Others who have made use of the program said the city should do more to incentivize farming on abandoned land, especially with neighborhood farms and community gardens becoming more prolific over the last decade due to zoning changes that allow them in residential areas.

One farmer, Rich Kolm, said urban farms in Baltimore are playing several critical roles: They are community centers, educational hubs and fresh food producers in food-insecure neighborhoods.

Kolm has overseen three separate farms on adopted land in the city, and now he works as a contractor to those attempting to do the same. Though he commended the city’s low-cost water access service that accompanies lot adoption, he said people may not want to start a farm under the program if the land could be taken away.

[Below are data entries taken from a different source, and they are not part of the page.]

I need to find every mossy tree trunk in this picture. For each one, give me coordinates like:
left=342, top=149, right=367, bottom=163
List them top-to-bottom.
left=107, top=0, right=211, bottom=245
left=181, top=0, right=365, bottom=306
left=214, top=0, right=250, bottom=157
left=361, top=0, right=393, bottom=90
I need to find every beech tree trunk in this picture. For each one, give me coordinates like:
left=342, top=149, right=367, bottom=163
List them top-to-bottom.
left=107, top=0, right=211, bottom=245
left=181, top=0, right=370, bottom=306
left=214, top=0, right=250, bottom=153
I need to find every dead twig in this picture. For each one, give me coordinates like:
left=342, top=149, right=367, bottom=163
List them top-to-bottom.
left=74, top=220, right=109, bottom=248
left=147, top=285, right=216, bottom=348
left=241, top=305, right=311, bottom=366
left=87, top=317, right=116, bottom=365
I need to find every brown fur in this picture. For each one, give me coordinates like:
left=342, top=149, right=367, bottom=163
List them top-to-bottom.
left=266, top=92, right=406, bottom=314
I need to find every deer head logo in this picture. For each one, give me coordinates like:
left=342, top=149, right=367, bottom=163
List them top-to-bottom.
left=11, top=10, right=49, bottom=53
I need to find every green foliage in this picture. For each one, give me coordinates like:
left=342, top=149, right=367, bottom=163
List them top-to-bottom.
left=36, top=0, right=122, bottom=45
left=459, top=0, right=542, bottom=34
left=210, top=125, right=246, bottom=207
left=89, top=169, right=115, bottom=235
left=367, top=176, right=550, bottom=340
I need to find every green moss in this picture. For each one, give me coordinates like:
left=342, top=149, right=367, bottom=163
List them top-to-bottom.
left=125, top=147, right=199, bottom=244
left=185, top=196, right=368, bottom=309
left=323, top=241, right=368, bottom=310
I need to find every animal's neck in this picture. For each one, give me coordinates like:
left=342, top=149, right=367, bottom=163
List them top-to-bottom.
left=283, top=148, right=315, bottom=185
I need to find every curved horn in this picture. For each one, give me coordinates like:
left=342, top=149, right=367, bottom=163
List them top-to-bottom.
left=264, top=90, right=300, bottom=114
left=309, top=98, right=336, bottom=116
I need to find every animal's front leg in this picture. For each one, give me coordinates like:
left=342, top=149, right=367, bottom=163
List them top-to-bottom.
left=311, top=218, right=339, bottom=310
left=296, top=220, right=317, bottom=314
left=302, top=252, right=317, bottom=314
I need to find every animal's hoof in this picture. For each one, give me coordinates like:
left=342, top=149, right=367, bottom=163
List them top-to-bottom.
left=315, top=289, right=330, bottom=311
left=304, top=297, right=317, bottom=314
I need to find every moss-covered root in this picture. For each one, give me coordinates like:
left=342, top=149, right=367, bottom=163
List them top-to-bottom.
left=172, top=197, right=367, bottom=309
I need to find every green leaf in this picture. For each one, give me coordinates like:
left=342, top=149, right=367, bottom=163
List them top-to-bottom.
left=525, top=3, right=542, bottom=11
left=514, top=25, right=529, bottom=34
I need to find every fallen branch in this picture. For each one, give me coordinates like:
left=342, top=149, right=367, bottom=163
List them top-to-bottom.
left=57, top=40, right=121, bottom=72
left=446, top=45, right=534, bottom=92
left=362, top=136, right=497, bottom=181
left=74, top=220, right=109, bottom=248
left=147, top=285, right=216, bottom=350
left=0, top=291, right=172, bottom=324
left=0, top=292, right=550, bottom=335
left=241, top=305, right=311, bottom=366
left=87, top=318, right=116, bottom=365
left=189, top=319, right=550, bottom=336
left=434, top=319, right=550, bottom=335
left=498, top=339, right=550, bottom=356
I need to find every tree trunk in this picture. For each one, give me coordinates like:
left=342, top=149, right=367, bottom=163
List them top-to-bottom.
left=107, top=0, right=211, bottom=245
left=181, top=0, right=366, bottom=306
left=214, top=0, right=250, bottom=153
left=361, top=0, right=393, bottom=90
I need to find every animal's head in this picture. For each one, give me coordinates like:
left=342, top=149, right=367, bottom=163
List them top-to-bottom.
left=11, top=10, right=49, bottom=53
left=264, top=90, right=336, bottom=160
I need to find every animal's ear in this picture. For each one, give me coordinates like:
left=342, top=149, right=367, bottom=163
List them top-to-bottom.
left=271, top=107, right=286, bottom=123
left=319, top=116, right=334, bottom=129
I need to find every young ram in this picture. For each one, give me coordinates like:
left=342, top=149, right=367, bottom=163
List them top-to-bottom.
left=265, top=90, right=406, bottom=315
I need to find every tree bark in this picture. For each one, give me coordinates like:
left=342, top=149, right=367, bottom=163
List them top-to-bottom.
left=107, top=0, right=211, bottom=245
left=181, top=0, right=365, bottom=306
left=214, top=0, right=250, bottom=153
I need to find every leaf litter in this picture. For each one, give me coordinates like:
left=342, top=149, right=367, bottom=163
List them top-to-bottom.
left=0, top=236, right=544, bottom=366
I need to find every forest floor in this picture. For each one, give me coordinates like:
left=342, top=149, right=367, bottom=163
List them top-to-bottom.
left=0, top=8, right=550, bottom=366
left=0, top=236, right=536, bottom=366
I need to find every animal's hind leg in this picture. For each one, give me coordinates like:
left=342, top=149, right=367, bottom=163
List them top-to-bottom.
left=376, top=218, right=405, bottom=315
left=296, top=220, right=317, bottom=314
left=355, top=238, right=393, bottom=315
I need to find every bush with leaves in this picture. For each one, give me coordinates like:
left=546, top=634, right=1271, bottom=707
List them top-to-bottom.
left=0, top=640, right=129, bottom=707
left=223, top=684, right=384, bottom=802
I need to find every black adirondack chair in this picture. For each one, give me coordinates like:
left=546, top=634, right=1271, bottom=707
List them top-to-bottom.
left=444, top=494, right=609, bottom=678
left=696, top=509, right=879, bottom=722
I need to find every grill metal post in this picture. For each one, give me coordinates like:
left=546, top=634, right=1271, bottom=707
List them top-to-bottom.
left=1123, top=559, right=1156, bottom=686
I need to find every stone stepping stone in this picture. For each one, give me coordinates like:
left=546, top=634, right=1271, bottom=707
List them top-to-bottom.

“The whole idea of agriculture is that you’re building something,” said Kolm. “The only way to do it well is to make it permanent. But the city’s attitude is that urban agriculture might be a means of raising property values so much so that the agriculture gets kicked off the site.”

Smaller gardens and parks have been more successfully created out of city-owned lots.

Noah C. Smock, executive director of the Baltimore Community ToolBank, which assists neighborhoods and individuals with the work of overhauling and maintaining lots, said his organization typically serves about 100 partners a year that work the vacant land.

Many of the partners’ projects have gone on to succeed, Smock said, but he is most intrigued with anchor institutions such as the University of Maryland that have partnered with communities to share resources, ideas and expertise. One such project, he said, resulted in the planting of wildflowers on a vacant lot to help enrich the soil.

Smock would like to see more collaborations that could be done at scale.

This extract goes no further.